Helmut Oberlander, 95, was born in Ukraine and became a German citizen during World War Two, serving first as a translator for Nazi death squads and later as an infantryman in the German army, court documents from 2018 state.
“He was found to have significantly misrepresented his wartime activities to Canadian immigration and citizenship officials when he applied to enter Canada” in 1952, according to the Supreme Court’s case summary.
He obtained Canadian citizenship in 1960 and was initially stripped of it in 1995, after the Royal Canadian Mounted Police began an investigation into his involvement in war crimes.
Oberlander has testified he was forced to join one of the Nazis’ Einsatzkommando mobile killing squads at age 17, and did not take part in any atrocities, the court documents from 2018 show.
The government did not find proof of conscription, according to court documents.
The squads murdered a total of more than 2 million people in eastern Europe, most of them Jewish people, Reuters previously reported. here)
Ronald Poulton, one of Oberlander’s lawyers, said he was outraged at the decision.
“It’s such an injustice.
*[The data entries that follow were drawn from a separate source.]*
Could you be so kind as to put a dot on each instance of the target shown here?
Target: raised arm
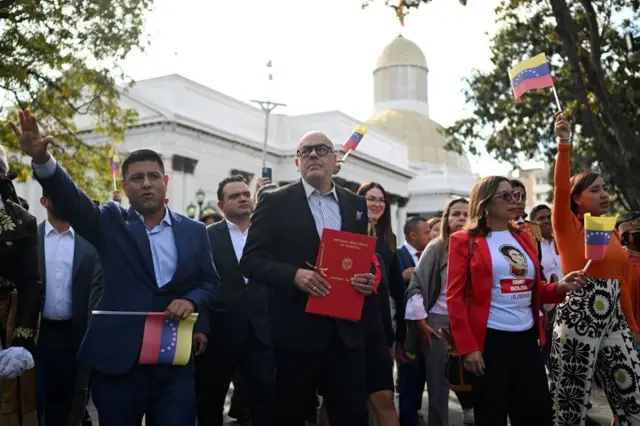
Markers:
(257, 262)
(71, 203)
(457, 279)
(562, 216)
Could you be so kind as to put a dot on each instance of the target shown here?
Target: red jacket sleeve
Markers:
(457, 277)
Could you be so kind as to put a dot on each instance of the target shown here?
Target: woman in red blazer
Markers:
(494, 296)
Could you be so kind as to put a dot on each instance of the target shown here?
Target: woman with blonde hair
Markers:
(594, 329)
(494, 294)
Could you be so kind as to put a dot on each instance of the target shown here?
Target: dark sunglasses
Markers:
(514, 196)
(321, 151)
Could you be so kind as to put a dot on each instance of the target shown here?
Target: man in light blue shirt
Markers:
(153, 260)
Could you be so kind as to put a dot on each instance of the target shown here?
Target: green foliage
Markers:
(510, 131)
(60, 58)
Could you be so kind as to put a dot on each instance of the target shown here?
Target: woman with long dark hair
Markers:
(595, 328)
(379, 354)
(494, 294)
(427, 313)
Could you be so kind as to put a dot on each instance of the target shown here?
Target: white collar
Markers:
(308, 190)
(232, 225)
(48, 228)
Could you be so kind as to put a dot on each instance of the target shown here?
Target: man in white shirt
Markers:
(550, 261)
(72, 285)
(239, 321)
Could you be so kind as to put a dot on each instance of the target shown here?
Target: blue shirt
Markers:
(163, 249)
(163, 245)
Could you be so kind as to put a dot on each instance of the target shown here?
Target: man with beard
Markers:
(153, 260)
(311, 351)
(238, 323)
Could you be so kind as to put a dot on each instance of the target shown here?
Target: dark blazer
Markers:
(239, 305)
(112, 342)
(282, 239)
(86, 284)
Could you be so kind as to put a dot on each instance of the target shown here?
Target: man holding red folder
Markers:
(311, 351)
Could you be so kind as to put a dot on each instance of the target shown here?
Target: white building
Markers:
(536, 181)
(205, 136)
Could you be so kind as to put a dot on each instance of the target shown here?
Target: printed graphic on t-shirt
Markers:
(518, 287)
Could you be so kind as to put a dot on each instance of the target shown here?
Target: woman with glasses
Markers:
(494, 293)
(426, 313)
(379, 355)
(595, 328)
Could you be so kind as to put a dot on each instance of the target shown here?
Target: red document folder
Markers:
(341, 256)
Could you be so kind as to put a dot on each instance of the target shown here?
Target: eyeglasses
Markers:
(374, 200)
(514, 196)
(320, 150)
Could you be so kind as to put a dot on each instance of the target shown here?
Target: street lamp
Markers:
(266, 107)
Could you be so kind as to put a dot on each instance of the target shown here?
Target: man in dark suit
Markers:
(153, 261)
(72, 284)
(311, 351)
(239, 319)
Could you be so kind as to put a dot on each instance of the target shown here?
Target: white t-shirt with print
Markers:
(513, 278)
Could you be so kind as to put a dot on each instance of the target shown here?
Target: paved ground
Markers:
(600, 411)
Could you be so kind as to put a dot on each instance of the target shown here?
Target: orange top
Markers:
(568, 232)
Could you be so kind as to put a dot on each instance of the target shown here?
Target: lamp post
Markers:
(267, 107)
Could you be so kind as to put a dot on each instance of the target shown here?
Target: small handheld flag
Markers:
(114, 163)
(355, 138)
(166, 341)
(597, 234)
(530, 74)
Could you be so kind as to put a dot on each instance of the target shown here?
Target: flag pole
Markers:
(556, 96)
(346, 156)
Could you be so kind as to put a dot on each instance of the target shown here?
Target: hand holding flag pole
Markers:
(597, 234)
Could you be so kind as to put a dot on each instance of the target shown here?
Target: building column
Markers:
(401, 218)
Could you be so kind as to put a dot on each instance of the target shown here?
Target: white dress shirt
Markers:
(238, 239)
(58, 256)
(325, 208)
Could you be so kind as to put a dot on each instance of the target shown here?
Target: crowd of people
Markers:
(502, 290)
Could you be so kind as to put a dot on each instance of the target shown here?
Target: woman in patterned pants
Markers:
(595, 329)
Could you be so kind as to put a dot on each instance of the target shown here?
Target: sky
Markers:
(323, 51)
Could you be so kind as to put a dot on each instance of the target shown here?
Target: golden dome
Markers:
(401, 51)
(423, 137)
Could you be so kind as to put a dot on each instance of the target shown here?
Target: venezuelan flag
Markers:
(114, 162)
(352, 143)
(597, 234)
(166, 341)
(530, 74)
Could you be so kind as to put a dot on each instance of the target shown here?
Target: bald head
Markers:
(314, 138)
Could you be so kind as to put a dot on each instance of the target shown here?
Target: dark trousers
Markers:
(514, 383)
(215, 370)
(56, 371)
(412, 377)
(338, 374)
(164, 393)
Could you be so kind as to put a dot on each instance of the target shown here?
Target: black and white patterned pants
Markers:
(591, 337)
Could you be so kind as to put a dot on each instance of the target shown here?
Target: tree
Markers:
(60, 58)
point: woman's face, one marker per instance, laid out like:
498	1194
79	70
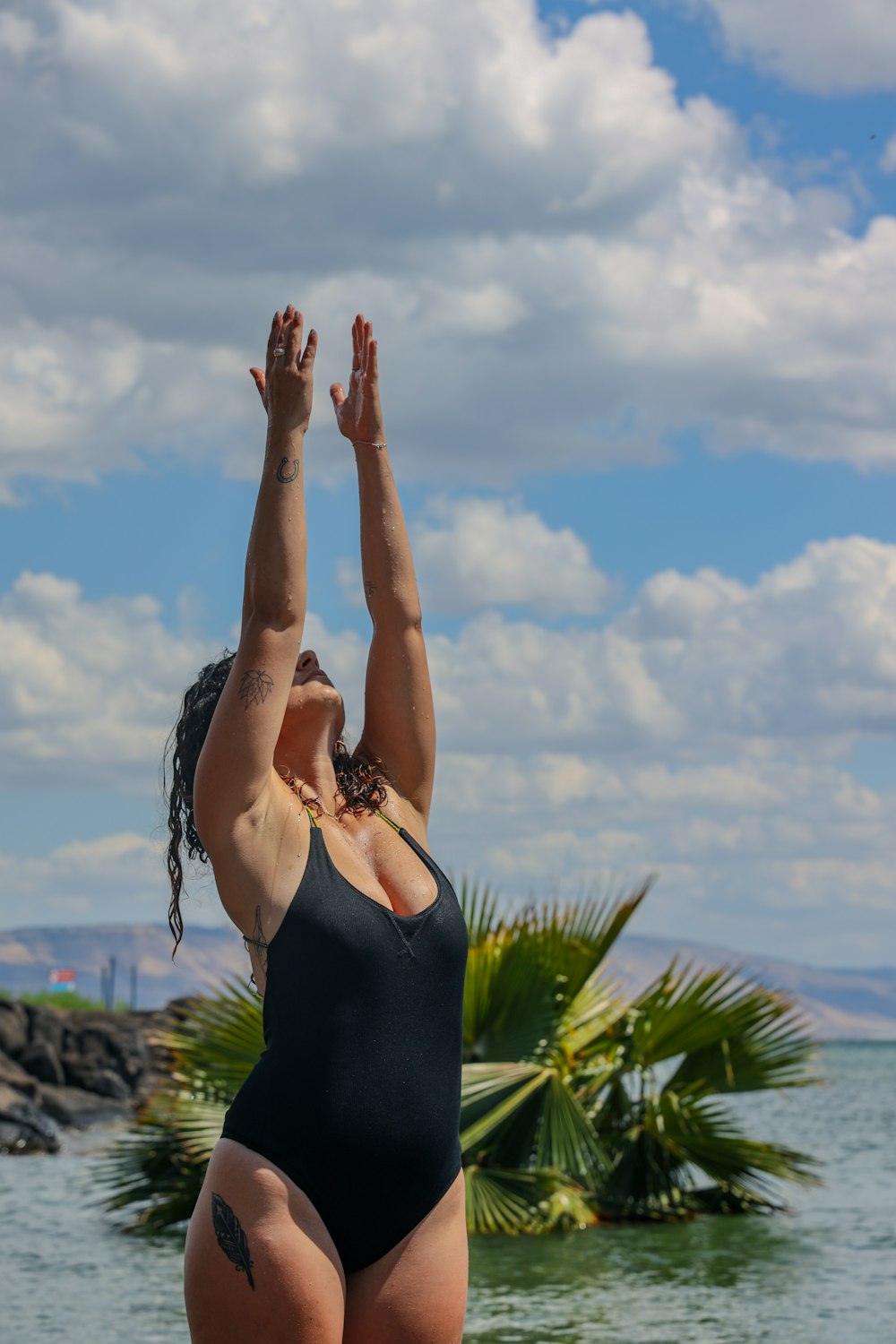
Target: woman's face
314	693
It’s politics over law,” Poulton said, pointing out that his client had won three times in the Federal Court of Appeals, a record which he said was “unheard of.”
Any potential deportation order will be fought over “tooth and nail,” he said.
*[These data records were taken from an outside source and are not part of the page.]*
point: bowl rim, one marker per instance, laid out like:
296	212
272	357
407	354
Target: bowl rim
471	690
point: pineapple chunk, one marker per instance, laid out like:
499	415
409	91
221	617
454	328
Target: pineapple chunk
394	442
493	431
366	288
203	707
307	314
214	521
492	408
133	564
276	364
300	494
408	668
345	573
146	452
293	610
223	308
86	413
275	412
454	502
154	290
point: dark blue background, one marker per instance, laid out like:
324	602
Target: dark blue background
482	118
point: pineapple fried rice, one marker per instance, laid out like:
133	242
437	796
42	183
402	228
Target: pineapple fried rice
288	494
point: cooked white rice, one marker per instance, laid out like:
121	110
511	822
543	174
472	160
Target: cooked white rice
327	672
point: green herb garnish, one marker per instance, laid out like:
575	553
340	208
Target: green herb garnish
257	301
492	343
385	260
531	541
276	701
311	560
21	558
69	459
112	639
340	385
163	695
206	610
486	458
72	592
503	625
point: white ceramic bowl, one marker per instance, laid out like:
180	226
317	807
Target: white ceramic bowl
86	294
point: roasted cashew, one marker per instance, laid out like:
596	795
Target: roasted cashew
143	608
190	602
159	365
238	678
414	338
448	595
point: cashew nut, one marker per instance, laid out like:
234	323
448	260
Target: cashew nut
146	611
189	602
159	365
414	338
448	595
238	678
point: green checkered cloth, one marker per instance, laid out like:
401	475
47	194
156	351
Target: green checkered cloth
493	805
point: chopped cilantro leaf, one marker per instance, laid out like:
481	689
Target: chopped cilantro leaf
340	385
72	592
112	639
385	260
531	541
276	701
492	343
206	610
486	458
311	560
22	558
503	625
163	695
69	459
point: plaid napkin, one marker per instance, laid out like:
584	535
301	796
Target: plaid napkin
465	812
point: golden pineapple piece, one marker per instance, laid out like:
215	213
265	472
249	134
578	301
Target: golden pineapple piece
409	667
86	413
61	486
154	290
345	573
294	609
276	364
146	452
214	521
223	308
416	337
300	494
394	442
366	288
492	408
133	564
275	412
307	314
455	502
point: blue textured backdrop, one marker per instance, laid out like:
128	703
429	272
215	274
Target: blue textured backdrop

The Canadian government was “pleased” with the Supreme Court’s decision, Nancy Caron, spokeswoman for Immigration, Refugees and Citizenship Canada, said in an email.
The government is “determined to deny safe haven in Canada to war criminals and persons believed to have committed or been complicit in war crimes, crimes against humanity, or genocide,” Caron added.
Edit Kuper, co-president of the Canadian Jewish Holocaust Survivors and Descendants, said the Supreme Court made the right decision. The government had attempted to revoke Oberlander’s citizenship three times prior and been rejected by the courts each time until its latest attempt.
“We are pained by the thought that there are still Nazi war criminals who conceal their past and live among us,” Kuper said in a statement.
The Supreme Court did not provide reasons for its dismissal of Oberlander’s application for leave to appeal his citizenship revocation.